I helped Takeshi to develop images for the exhibition by making the cyanotype solution in the lab. I combined two chemicals, ferric ammonium citrate and potassium ferricyanide, at a fixed ratio. Takeshi then applied the solution to the photographic prints and exposed them to light (the duration of this exposure period and the intensity of the light will affect the contrast of the image). Together, the light and the citrate cause the iron atoms in the ferric ammonium citrate to lose an electron, making them more unstable and reactive toward the ferricyanide. This reaction yields a dye known as Prussian blue that saturates the print and produces a cyan-toned image.

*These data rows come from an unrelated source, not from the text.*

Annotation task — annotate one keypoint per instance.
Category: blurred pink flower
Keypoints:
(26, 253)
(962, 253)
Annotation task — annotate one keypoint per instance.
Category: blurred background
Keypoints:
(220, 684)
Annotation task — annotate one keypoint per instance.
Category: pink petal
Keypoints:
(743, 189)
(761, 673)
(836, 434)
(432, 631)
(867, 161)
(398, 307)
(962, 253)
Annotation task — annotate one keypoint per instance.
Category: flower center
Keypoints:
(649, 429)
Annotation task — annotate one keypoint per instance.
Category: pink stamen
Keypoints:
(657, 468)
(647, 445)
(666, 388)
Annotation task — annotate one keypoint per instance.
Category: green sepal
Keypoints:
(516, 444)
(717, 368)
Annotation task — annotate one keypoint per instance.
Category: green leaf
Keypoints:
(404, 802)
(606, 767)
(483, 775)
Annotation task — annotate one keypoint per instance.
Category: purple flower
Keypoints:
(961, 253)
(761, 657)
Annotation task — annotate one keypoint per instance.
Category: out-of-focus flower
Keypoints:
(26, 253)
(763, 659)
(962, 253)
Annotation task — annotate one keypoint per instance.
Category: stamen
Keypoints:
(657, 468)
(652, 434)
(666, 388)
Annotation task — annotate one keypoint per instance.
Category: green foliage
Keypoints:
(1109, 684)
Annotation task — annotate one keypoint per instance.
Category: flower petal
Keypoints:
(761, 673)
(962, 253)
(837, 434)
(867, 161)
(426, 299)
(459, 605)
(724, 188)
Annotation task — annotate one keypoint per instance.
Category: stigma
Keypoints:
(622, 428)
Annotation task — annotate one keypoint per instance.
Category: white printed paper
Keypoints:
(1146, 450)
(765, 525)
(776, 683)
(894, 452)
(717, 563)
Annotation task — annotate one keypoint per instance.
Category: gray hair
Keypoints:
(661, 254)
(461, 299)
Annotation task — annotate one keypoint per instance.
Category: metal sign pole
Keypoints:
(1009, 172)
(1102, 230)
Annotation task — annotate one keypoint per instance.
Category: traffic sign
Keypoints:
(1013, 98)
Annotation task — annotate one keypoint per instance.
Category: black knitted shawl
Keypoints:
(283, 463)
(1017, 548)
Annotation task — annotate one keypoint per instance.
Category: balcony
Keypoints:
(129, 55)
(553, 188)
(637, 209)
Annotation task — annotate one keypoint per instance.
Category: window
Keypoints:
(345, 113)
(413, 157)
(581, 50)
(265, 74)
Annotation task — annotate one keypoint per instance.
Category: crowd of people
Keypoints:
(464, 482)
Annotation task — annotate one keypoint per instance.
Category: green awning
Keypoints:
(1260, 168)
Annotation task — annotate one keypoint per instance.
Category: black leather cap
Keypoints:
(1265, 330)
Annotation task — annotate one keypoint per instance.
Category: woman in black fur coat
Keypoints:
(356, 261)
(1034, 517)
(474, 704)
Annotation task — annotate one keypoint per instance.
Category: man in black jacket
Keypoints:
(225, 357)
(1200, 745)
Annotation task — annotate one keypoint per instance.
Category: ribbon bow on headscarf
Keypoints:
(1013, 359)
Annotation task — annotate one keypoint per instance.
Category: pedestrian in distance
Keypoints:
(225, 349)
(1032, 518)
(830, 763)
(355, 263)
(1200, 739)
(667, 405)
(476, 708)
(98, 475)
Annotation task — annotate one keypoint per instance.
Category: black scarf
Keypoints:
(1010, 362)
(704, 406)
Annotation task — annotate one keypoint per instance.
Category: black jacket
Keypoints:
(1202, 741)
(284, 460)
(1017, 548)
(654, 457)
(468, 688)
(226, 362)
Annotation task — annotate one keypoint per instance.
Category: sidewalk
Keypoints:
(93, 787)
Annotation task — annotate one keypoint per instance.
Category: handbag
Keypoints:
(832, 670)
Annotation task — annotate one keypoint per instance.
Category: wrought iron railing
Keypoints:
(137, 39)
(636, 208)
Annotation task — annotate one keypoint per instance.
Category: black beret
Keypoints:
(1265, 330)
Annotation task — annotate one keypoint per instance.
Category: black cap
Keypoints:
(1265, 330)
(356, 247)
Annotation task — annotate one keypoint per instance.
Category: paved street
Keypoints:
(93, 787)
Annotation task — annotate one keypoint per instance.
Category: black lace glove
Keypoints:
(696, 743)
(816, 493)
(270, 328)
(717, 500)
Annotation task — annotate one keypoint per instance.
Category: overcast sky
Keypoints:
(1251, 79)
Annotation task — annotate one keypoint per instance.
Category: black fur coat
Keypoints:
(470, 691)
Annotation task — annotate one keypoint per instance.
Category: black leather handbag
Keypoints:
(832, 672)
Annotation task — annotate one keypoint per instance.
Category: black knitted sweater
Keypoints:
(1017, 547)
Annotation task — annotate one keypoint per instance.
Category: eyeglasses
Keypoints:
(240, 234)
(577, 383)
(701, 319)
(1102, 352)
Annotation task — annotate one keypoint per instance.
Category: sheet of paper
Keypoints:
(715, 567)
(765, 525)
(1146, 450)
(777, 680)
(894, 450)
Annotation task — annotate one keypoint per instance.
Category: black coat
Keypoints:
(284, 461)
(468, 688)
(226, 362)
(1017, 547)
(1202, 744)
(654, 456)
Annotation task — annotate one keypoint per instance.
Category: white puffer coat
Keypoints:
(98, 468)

Given that “photography” is now as simple as aiming your iPhone 11’s multiple cameras at an object and pressing a button, it’s refreshing to know that photographers continue to use cyanotype printing as a strategic artistic choice to elicit a specific emotional response from the viewer. And while it may have been inconvenient for Takeshi to enlist a chemist to assist in producing pieces for his exhibition, we agreed that the experience was very valuable because we both came to learn about and appreciate the other’s area of expertise. Cyanotype creates stunning images and opportunities for collaboration between artists and scientists—there’s no need to be blue!